O órgão havia sido extinto no começo da gestão petista, que planejava distribuir as atividades da fundação entre os ministérios da Saúde e das Cidades, mas o Congresso Nacional decidiu recriá-lo.
Criado em 1991, o órgão serviu historicamente para acomodações políticas. Com a mudança de planos, Lula deu aval para que aliados negociem o comando da Funasa para atrair mais partidos à base do governo.
Na sexta-feira (14) o governo publicou, em edição extra do Diário Oficial da União, a criação de uma comissão composta por integrantes do governo e especialistas indicados por parlamentares para discutir o novo desenho da fundação.
Além de escoar indicações parlamentares em ações de impacto eleitoral, a Funasa atua na melhora do saneamento básico, por exemplo, ao analisar a qualidade da água em pequenos municípios.A fundação também lida com obras de engenharia, como a restauração de casas que ficam em regiões que apresentam maior risco de circulação da doença de Chagas.
Em 2022, no governo Jair Bolsonaro (PL), a Funasa teve orçamento de R$ 3,4 bilhões, com estruturas distribuídas pelas 27 unidades da Federação.
Durante a gestão passada, viu ainda subir o aporte de emendas parlamentares. O órgão recebeu R$ 726,7 milhões em 2020 para indicações de deputados e senadores, enquanto esse valor variou de R$ 81 milhões a R$ 240 milhões nos orçamentos de 2014 a 2019.
O comando da Funasa passou por diversos grupos políticos, como MDB, PP e PTB. Bolsonaro chegou a nomear um militar, o coronel Giovanne Gomes da Silva, que deixou o cargo sob pressão de uma investigação.
Um dos cotados para assumir a presidência do órgão é o deputado federal Danilo Forte (União Brasil-CE), que já foi o chefe da fundação de 2007 a 2010, quando estava no PMDB.
A ideia de extinguir a Funasa foi apresentada pelo grupo da saúde no gabinete de transição de governo, do qual a ministra Nísia Trindade fez parte e que apontou que a fundação poderia ser esvaziada por realizar o mesmo que outros órgãos do governo.
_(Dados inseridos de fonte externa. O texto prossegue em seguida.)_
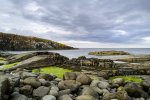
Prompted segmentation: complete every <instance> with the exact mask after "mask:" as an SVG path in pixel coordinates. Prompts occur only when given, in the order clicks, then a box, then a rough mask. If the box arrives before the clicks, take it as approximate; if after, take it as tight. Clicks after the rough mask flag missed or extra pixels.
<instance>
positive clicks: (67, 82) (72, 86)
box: [58, 80, 81, 91]
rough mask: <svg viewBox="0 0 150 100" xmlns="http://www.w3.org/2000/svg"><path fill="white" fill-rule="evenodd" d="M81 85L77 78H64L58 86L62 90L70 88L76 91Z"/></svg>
mask: <svg viewBox="0 0 150 100" xmlns="http://www.w3.org/2000/svg"><path fill="white" fill-rule="evenodd" d="M80 85H81V83H80V82H77V81H75V80H64V81H60V82H59V84H58V87H59V89H60V90H65V89H70V90H71V91H76V90H77V89H78V88H79V86H80Z"/></svg>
A Funasa também foi centro de diversas apurações de órgãos de controle. A CGU (Controladoria-Geral da União) indicou, em 2011, que desvios da fundação poderiam ultrapassar R$ 500 milhões.
Em 2008, o então ministro da Saúde, José Gomes Temporão, quase perdeu o cargo após se tornar alvo do Congresso por citar que a ação da Funasa era de "baixa qualidade e corrupta".
Um relatório da CGU de 2022 também citou mau uso do dinheiro público. Segundo o documento, que mirou ações do órgão no Ceará, de 303 convênios avaliados, só 3 tinham sido executados no prazo inicialmente previsto.
Além disso, havia convênios de R$ 189 milhões, assinados de 2011 a 2019, mas sem recursos efetivamente liberados. Ou seja, sem o início das obras.
Relatório de auditoria interna de 2022 da fundação mostrou ainda, sem entrar em detalhes, mudança de perfil do órgão no último ano de Bolsonaro.
O documento afirma que a fundação "passou da massiva celebração de convênios com estados e municípios" para a "instalação de sistemas simplificados e abastecimento de água e de captação de água de chuva".
A mudança sinaliza foco, no ano eleitoral, para entregas de cisternas ou sistemas de abastecimento d'água por captação subterrânea.
Esse tipo de entrega massiva de equipamentos para pequenos municípios desperta o interesse de parlamentares, que direcionam os recursos para as suas bases eleitorais.
A Funasa também fornece caminhões coletores de lixo e financia a instalação de pequenos banheiros em casas de regiões mais pobres. Também realiza obras mais complexas de engenharia, como instalações de redes coletoras de esgoto e estações de tratamento.
O orçamento da Funasa previsto para 2023 era de aproximadamente R$ 3 bilhões. Ainda não está definido o volume de recursos disponíveis na reformulação do órgão.
Relatório de gestão da fundação sobre suas atividades no ano passado diz que o órgão tem perdido pessoal. Eram 2.600 funcionários em 2018, chegando a 1.588 em 2022.
"A estimativa é de agravamento, já que 44% dessa força de trabalho goza do abono de permanência, tendo, portanto, condições de se aposentar", diz o documento.
Além de significar uma derrota para Lula, a recriação da Funasa pelos congressistas também impactou na estrutura prevista para a Esplanada. O presidente resolveu ter 37 ministérios (14 a mais do que tinha Bolsonaro), mas determinou que não houvesse despesas adicionais na montagem das novas pastas.